Bref, j'ai passé quand même un très chouette moment de lecture sur ta fiction. J'aime beaucoup quand une fic me fait me poser plein de questions et celle-là a parfaitement réussi. Mais j'ai pas tout compris, tu comptes lui donner une suite ?
En tout cas, félicitations pour l'avoir bouclée !

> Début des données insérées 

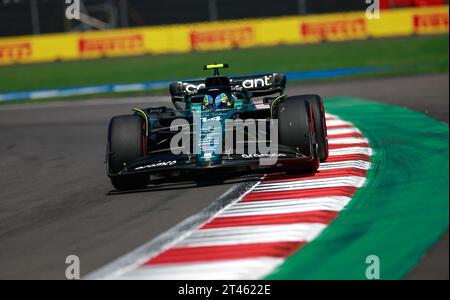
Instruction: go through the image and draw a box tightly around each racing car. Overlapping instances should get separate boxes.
[106,63,328,191]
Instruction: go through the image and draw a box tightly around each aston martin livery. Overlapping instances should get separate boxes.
[106,64,328,190]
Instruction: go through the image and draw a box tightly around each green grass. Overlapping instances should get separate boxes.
[0,35,449,93]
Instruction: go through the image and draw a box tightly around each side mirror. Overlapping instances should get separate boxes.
[263,97,278,105]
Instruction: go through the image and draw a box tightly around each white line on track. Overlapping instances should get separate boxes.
[319,160,371,171]
[120,257,284,280]
[253,176,366,193]
[218,196,351,217]
[174,223,327,248]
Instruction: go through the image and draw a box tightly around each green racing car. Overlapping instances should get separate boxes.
[106,64,328,191]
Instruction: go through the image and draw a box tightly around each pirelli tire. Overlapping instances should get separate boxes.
[277,96,316,156]
[107,115,149,191]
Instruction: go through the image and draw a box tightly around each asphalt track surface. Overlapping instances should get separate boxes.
[0,74,449,279]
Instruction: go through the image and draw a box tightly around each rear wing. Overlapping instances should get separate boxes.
[170,73,286,98]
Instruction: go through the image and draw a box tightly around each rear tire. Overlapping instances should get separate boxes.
[108,115,149,190]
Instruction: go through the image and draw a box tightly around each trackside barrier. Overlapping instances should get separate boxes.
[0,6,449,65]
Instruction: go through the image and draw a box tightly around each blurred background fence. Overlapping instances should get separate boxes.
[0,0,448,36]
[0,0,449,65]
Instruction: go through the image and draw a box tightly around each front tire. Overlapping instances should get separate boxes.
[108,115,149,190]
[295,95,328,162]
[277,97,314,156]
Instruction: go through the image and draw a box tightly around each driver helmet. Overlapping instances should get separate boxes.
[215,93,233,109]
[202,95,214,110]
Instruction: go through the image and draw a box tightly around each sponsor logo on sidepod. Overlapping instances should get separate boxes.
[186,76,270,93]
[134,160,177,171]
[242,153,286,158]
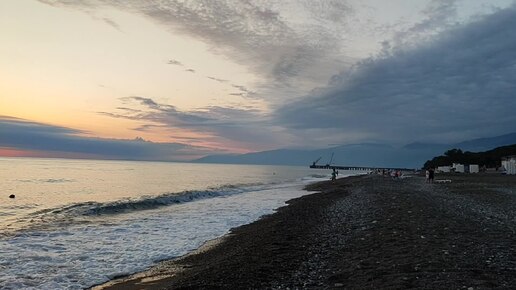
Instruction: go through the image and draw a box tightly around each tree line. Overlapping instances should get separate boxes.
[423,144,516,169]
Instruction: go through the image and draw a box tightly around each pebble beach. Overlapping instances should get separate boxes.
[94,174,516,290]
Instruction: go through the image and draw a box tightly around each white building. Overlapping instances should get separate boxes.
[452,163,464,173]
[502,155,516,174]
[437,166,451,172]
[469,164,479,173]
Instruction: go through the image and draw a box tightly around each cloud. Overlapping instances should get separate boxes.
[207,76,228,83]
[167,59,183,66]
[102,17,122,32]
[40,0,353,97]
[275,7,516,142]
[99,96,294,150]
[0,116,219,161]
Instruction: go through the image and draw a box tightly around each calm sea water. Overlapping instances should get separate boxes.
[0,158,356,289]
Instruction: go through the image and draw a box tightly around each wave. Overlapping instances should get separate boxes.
[33,183,273,217]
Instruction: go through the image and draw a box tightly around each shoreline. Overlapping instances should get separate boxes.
[92,175,516,289]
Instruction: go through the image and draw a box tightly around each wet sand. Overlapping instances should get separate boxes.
[94,174,516,289]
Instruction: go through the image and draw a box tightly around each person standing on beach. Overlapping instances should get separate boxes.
[428,168,435,183]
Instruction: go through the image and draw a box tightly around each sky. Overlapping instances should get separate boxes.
[0,0,516,161]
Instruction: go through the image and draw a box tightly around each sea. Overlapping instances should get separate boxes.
[0,158,360,289]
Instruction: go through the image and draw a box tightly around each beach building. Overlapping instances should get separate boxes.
[452,163,465,173]
[437,166,451,173]
[502,155,516,174]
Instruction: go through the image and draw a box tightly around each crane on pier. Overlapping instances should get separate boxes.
[326,152,335,166]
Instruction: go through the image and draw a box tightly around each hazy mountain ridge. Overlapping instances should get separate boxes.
[193,133,516,168]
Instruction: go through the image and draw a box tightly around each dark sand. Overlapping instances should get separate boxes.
[93,174,516,289]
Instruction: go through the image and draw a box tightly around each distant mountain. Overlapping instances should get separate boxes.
[193,133,516,168]
[453,132,516,152]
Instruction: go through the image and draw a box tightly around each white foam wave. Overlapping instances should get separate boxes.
[0,184,307,289]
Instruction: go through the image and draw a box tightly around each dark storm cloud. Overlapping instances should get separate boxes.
[0,116,216,160]
[276,7,516,141]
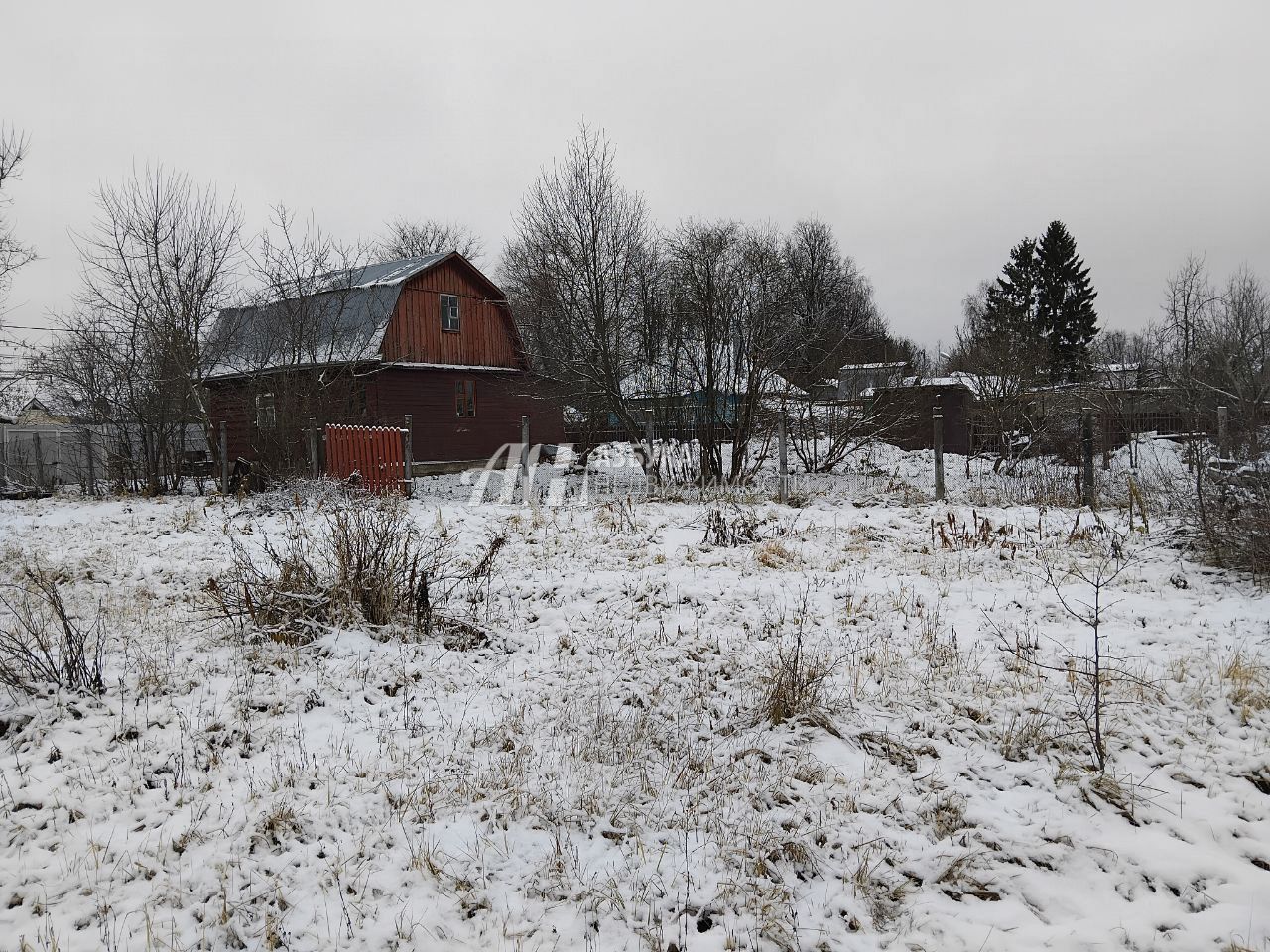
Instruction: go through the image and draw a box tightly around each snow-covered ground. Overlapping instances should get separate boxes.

T'as tout bien compris. L'Abstraction, Vi, et même l'omniprésente toile passent à la trappe face à la force de l'amouuur. Ca pourrait être chouette, c'est comme s'ils avaient trouvé l'abstraction "naturelle", mais bon, espérons qu'ils vont pas rester bêtes et aveugles trop longtemps. Je leur accorde quelques jours de roucoulades, et après, va falloir qu'ils se remuent, tu peux compter sur moi !
Je t'avoue que j'ai pas hésité très longtemps, je pouvais pas en rendre un imaginaire, c'était trop cruel :'( J'aime les happy end, moi ! Mais c'est clair que si je voulais écrire un truc qui se terminerait hyper mal, ce serait comme ça. Finalement, Elle n'était qu'un truc qu'il a imaginé avec son cerveau surpuissant. Dommage ! (Non tu vois, impossible, j'aurais pas pu ^^)
Ca me fait trop plaisir, Sejounette, merci beaucoup beaucoup beaucoup <3
Bien sûr qu'il y aura une suite, elle est déjà en chantier dans ma tête ! Je peux pas laisser l'Abstraction pas créée, je peux pas laisser Vi s'en tirer à si bon compte, je peux pas laisser les toiliens enfermés dans leur prison personnelle de pensées. Vous aurez très vite de mes nouvelles :P
Merci encore d'avoir suivi cette histoire ! Et à très bientôt :D
On y est plongé, on ressent leurs affres et leurs espoirs, on souffre avec eux. Tu sais nous rendre très présente cette rencontre. Tous les monologues sont très émouvants, les descriptions des états émotionnels justes.
Pourtant je ne peux m’empêcher de rester un peu « sur ma faim », car j’avais envie de connaître l’abstraction (« ils pourront toujours la construire demain ») et ses conséquences sur la vie des toiliens… C’est mon côté plus science-fiction que fleur bleue…
Et Vi, la pauvre, elle a complètement disparu ?
Bon, ce n’est pas une critique, hein, mais fondamentalement l’envie que tu continues avec cette univers si étrange…
J’espère donc que tu continueras avec la toile, et que l’histoire de l’abstraction ne s’arrêtera pas là !
Enoooormes bises !!!
Vi est eclipsée, comme tout le reste, par le très envahissant amour ^^ Mais elle non plus, elle n'a pas dit son dernier mot !
Merci infiniment pour tout ce que tu as dit sur ces trois chapitres, je suis tellement contente qu'ils t'aient procuré cette émotion ! Atteindre le lecteur, c'est vraiment ce que je cherche à faire. Un grand merci aussi pour avoir suivi si fidèlement cette histoire <3 Bisous et à bientôt !!